A Greater Love
Copyright© 2026 by Megumi Kashuahara
Chapter 13
It happened on a Wednesday afternoon in January, over a history essay.
Étain had been at the Turner house since four o’clock. They’d been worki
ng at the kitchen table for two hours, the kind of productive parallel work that had become their standard Wednesday rhythm — separate assignments, occasional questions, Denise moving through the kitchen at the edges of the afternoon.
Étain’s essay was on the economic factors underlying the First World War, and she’d been building her argument for three weeks in slow, careful increments. Jack had read a draft the previous Wednesday and suggested she was burying her central claim in the third paragraph.
She’d thought about it for a week. Then she’d come back and told him he was wrong.
“The claim belongs in the third paragraph,” she said. She had her draft in front of her and her voice had the particular quality Jack had been waiting months to hear — certain, grounded, not asking for permission. “If I put it in the first paragraph, the economic context doesn’t exist yet and the claim has nothing to stand on. The reader needs the first two paragraphs before they can understand what I’m arguing.”
Jack looked at her draft. He reread the first three paragraphs with her argument in mind.
“You’re right,” he said.
She held his gaze for a moment, checking. Then she looked back at her essay.
“I know,” she said.
He looked back at his own work. In his peripheral vision he saw Denise, who had been at the counter, turn back to what she was doing. He didn’t look at her directly. But he understood they had both just witnessed the same thing.
He went to his father’s library that evening after dinner.
He didn’t wait four days this time. He knocked at eight o’clock and Nathan said come in and Jack sat in the chair across the desk and said: “She told me I was wrong today. About her essay. She’d thought about my suggestion for a week and came back and held her position against mine.”
Nathan set his pen down.
“She was right,” Jack said. “I told her so. She said she knew.” He paused. “I need you to tell me what that means. What it actually means, not the version I want it to mean.”
Nathan looked at his son for a moment. The lamplight was steady. Outside the library window the January dark was complete.

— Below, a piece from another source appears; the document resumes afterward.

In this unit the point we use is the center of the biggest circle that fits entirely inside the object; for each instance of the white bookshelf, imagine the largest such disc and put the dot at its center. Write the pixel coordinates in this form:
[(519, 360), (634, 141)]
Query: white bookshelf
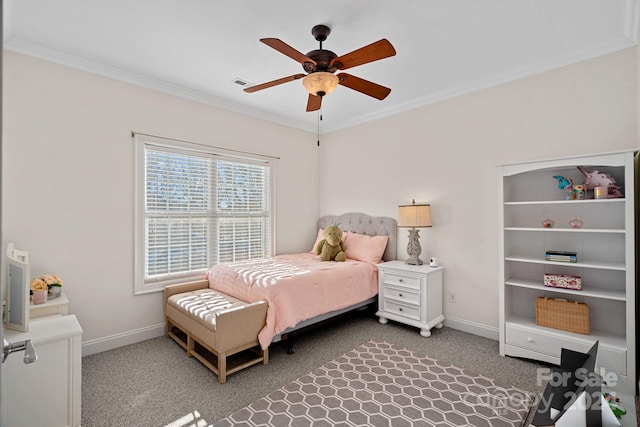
[(605, 247)]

“It means she’s found something,” Nathan said. “Not everything. But something real. A position she could stand in and defend against someone whose opinion matters to her. That’s not a small thing.”
“No,” Jack said.
“It’s not the finish line,” Nathan said. “But it’s a marker on the course.” He paused. “What are you actually asking me, Jack?”
Jack was quiet for a moment. Then: “I’m asking whether we’re close to the point where the timing is hers to decide. And I’m asking because I want to be honest with myself about whether I’m reading the signs correctly or whether I’m reading them the way I want to read them.”
Nathan nodded slowly. “That’s the right question. The fact that you’re asking it is the right sign.” He leaned forward slightly. “I want to have the full conversation with you now. Not the version I gave you in September. The complete version.”
“Okay,” Jack said.
“Your readiness and her readiness are two completely separate things,” Nathan said. “This is the most important thing I’ll say tonight, so I want you to hear it clearly. The fact that you are ready — and I believe you are, I’ve been watching you for months and what you’ve done here is not the work of a boy, it’s the work of a man — the fact of your readiness has no bearing on whether she’s ready. Those two things cannot be forced into alignment. You cannot be ready enough for both of you.”
Jack nodded. He’d known this in principle. Hearing it stated this precisely had a different quality.
“The test,” Nathan continued, “is not whether she has feelings for you. I think she does. I’ve thought so for some time. The test is whether she could choose to walk away from you.” He held Jack’s gaze. “The day she chooses you has to be the day she could also choose not to. If she can’t walk away — if you’re still the only solid thing in her world, the life raft she can’t afford to lose — then whatever she feels for you is still tangled up in need. And you know what need produces.”
“Dependency,” Jack said. “Not a relationship.”
“Correct.” Nathan paused. “So the question you’re actually asking is not ‘is she ready to have feelings for me.’ The question is ‘does she have enough of a self that her feelings can belong to her rather than to her fear.’”
Jack sat with that.
“Could she walk away?” Nathan asked. “Right now, today. If she decided tomorrow that she wanted a different life, a different path, a different person — could she survive that decision?”
Jack thought about it honestly. About the grocery store and the hike and the mall and the cake and the essay and the hundred small moments in between. About the girl who couldn’t choose pasta sauce five months ago and the girl who’d said I know this afternoon without checking whether he agreed.